Usernames are the unique element in terms of registration. They are always lower-case in order to avoid similarly named users. Avoiding phone and/or emails for this allows the users to change them easily.
Passwords are hashed:
- Using the PBKDF2 key derivation function
- Using the SHA-512 hash function
- Doing 1 000 000 iterations
- Using a 16-byte cryptographically strong salt
- Creating a 16-byte password hash
- The specific algorithms and/or numbers could be evolved which is supported by a version token stored alongside the salt and the password hash
- Another improvement would be to use pepper which would make the solution too complicated for now
When creating a session each user is provided:
- A client ID which is used to distinguish between the same user logged in different clients (e.g. mobile and browser)
- A JWT access token containing the necessary claims (e.g. user ID, user name, client ID, role) and an appropriate expiration
- The user full profile in order to allow managing it
- The address of the messaging server to use in order to send messages, react etc.
The profile gets created during registration and is returned when creating a new session. Profile management includes:
- Changing the password
- Editing the trivial properties (e.g. display name)

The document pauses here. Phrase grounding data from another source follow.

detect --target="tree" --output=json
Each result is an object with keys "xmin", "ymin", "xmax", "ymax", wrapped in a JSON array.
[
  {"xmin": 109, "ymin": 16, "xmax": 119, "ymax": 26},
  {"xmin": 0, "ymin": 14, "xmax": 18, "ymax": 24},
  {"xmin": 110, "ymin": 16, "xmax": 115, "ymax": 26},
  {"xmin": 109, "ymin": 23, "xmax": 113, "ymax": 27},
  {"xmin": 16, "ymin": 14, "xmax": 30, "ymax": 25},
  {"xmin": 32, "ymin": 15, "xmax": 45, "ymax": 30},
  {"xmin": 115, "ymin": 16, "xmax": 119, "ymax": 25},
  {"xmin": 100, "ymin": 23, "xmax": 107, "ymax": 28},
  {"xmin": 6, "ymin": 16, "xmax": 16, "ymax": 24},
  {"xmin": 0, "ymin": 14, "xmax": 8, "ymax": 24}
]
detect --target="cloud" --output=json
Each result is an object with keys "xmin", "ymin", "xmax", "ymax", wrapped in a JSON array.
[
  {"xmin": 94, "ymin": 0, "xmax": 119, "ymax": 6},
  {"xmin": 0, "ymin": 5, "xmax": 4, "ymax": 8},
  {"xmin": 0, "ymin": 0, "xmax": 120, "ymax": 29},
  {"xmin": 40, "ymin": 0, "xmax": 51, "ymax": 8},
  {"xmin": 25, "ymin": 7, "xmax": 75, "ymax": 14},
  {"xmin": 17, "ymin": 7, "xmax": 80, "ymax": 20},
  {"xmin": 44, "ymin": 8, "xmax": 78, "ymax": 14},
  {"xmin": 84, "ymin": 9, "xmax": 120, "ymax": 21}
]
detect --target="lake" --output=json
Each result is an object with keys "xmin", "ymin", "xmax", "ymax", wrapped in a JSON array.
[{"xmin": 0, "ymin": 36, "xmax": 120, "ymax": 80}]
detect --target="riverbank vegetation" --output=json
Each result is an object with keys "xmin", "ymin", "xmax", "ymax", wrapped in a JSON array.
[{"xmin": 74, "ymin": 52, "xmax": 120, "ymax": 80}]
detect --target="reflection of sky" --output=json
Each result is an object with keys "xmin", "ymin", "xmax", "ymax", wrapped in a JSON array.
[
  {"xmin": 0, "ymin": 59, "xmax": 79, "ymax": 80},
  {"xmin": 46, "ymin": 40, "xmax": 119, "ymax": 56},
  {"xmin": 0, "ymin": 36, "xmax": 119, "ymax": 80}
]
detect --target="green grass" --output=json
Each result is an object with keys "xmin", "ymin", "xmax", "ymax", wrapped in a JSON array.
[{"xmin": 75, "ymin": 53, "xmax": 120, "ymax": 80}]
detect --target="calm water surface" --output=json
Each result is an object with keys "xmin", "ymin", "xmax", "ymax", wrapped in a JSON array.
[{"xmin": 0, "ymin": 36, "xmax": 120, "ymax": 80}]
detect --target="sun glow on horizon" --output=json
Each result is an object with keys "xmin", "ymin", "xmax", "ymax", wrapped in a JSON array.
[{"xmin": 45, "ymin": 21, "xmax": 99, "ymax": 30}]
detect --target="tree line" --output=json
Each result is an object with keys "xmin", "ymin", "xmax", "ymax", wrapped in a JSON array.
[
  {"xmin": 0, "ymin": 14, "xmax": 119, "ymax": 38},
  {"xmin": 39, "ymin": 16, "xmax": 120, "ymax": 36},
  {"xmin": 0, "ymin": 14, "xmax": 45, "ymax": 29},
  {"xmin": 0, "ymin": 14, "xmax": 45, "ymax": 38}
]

- Support for changing avatar would be added when uploading an avatar image gets implemented
- Support for changing the phone and the email would require confirmation and would be added subsequently
The issue of lost updates is considered in the implementation. This occurs when the same user authenticates from 2 different clients and tries to concurrently update his/hers profile. Optimistic concurrency is applied using a separate version column, a date-time value which gets updated on each profile change.
Searching for users by name supports specifying a desired part of the user name, such as mar
, which would return all public profiles for user with user names like maria
, martin
, marvel
etc. The implementation relies on PostgreSQL full-text search capabilities implemented with pg_trgm
extension which creates and updates an index using trigrams. Such an index supports not just prefixes and suffixes but SQL queries LIKE '%mar%'
with good performance. In order to avoid overloading the database a minimum pattern length of 3 is required and search results are cached as well. The number of public profiles returned is limited to a value from the dynamic configuration in order to avoid returning an excessive amount of data when common names match the pattern.

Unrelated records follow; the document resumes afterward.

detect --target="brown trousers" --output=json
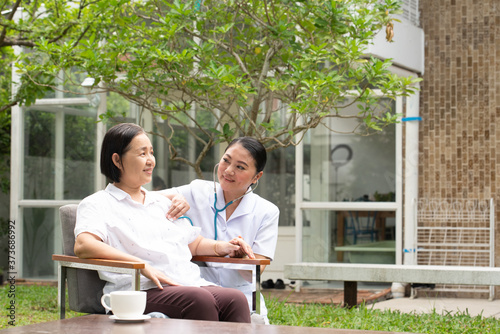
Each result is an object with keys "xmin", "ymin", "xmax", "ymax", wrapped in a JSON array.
[{"xmin": 145, "ymin": 285, "xmax": 251, "ymax": 323}]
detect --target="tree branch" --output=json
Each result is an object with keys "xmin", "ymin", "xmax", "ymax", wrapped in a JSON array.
[
  {"xmin": 262, "ymin": 0, "xmax": 273, "ymax": 26},
  {"xmin": 0, "ymin": 100, "xmax": 17, "ymax": 113},
  {"xmin": 0, "ymin": 38, "xmax": 35, "ymax": 47},
  {"xmin": 248, "ymin": 40, "xmax": 280, "ymax": 130},
  {"xmin": 71, "ymin": 24, "xmax": 91, "ymax": 48},
  {"xmin": 183, "ymin": 26, "xmax": 252, "ymax": 79},
  {"xmin": 0, "ymin": 0, "xmax": 22, "ymax": 45}
]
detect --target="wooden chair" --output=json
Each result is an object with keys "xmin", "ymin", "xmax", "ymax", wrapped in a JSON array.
[{"xmin": 52, "ymin": 204, "xmax": 269, "ymax": 319}]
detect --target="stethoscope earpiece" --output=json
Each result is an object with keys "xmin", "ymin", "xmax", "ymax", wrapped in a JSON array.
[{"xmin": 212, "ymin": 163, "xmax": 219, "ymax": 193}]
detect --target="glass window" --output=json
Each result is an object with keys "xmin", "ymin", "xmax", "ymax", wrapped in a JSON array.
[
  {"xmin": 302, "ymin": 209, "xmax": 335, "ymax": 263},
  {"xmin": 303, "ymin": 99, "xmax": 396, "ymax": 203},
  {"xmin": 302, "ymin": 209, "xmax": 396, "ymax": 264},
  {"xmin": 151, "ymin": 121, "xmax": 220, "ymax": 188},
  {"xmin": 22, "ymin": 207, "xmax": 60, "ymax": 278},
  {"xmin": 23, "ymin": 106, "xmax": 97, "ymax": 200},
  {"xmin": 299, "ymin": 97, "xmax": 399, "ymax": 264},
  {"xmin": 24, "ymin": 109, "xmax": 56, "ymax": 200},
  {"xmin": 257, "ymin": 146, "xmax": 295, "ymax": 226},
  {"xmin": 303, "ymin": 99, "xmax": 396, "ymax": 202},
  {"xmin": 64, "ymin": 114, "xmax": 97, "ymax": 199}
]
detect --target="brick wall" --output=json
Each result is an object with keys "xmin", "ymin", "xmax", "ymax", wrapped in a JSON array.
[{"xmin": 418, "ymin": 0, "xmax": 500, "ymax": 293}]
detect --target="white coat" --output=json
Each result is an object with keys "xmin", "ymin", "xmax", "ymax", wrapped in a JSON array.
[{"xmin": 165, "ymin": 179, "xmax": 280, "ymax": 318}]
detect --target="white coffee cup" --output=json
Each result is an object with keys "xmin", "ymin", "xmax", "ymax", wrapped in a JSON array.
[{"xmin": 101, "ymin": 291, "xmax": 147, "ymax": 319}]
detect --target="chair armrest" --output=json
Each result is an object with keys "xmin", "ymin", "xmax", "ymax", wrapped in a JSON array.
[
  {"xmin": 191, "ymin": 255, "xmax": 270, "ymax": 266},
  {"xmin": 53, "ymin": 254, "xmax": 269, "ymax": 270},
  {"xmin": 52, "ymin": 254, "xmax": 146, "ymax": 319},
  {"xmin": 52, "ymin": 254, "xmax": 145, "ymax": 269}
]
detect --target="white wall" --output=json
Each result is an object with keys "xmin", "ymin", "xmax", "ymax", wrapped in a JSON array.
[{"xmin": 366, "ymin": 20, "xmax": 425, "ymax": 74}]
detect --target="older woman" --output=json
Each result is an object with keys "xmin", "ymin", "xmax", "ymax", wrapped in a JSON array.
[{"xmin": 74, "ymin": 123, "xmax": 253, "ymax": 322}]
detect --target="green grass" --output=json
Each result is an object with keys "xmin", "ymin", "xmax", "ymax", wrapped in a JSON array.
[
  {"xmin": 0, "ymin": 284, "xmax": 86, "ymax": 329},
  {"xmin": 267, "ymin": 298, "xmax": 500, "ymax": 333},
  {"xmin": 1, "ymin": 285, "xmax": 499, "ymax": 333}
]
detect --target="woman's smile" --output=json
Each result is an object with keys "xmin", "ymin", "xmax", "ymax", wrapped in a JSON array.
[
  {"xmin": 221, "ymin": 174, "xmax": 234, "ymax": 182},
  {"xmin": 217, "ymin": 143, "xmax": 262, "ymax": 201},
  {"xmin": 114, "ymin": 133, "xmax": 156, "ymax": 189}
]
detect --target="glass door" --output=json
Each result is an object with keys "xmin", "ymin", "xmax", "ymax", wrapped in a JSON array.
[{"xmin": 295, "ymin": 94, "xmax": 403, "ymax": 266}]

Public profiles are obtained by the clients when opening all chats and a single chat. Since the public profile data doesn't change frequently, calling the User database is avoided if the requested public profiles are already in a User cache. This reduces latency and also reduces the load on the User database. The profile entries are added for a certain amount of time, after which they expire.
Connections are obtained by the clients when opening all chats and a single chat. Since connection data doesn't change frequently, calling the User database is avoided if the user connections are already in a User cache. This reduces latency and also the load on the User database. The connections for a user are added for a certain amount of time, after which they expire.
Connections can be created and managed using the following actions - invite/accept/cancel/remove. For each valid and successful action there is a notification for the initiating and targeted users for all their connected clients. Cache is not updated so if a notification is lost the connection data cached would not be up-to-date. Considering the reduced usage of this feature and the low likelihood for a notification to get lost, that's an acceptable compromise for now.
User files are uploaded to and downloaded from a dedicated file storage. They cannot be edited and are immutable. File limitations enforced include size of up to 512KB. File download access is controlled by dedicated object tags - users
which includes user IDs and groups
which includes group names. Files are stored in separate buckets for each day. Within each bucket there is a folder for the specific user. This allows for grouping files primarily by time, not by user, resulting into more predictable bucket sizes.
The user-file association is stored in a dedicated table in the User DB. It stores the bucket name and path which link to the file storage. Associations are queried using a timestamp - all user files newer than a specific date. Since associations are immutable and because of the ability to query them via a timestamp, dedicated cache is not needed. Clients initially load the full list of files for the current user and subsequently request only the newer ones.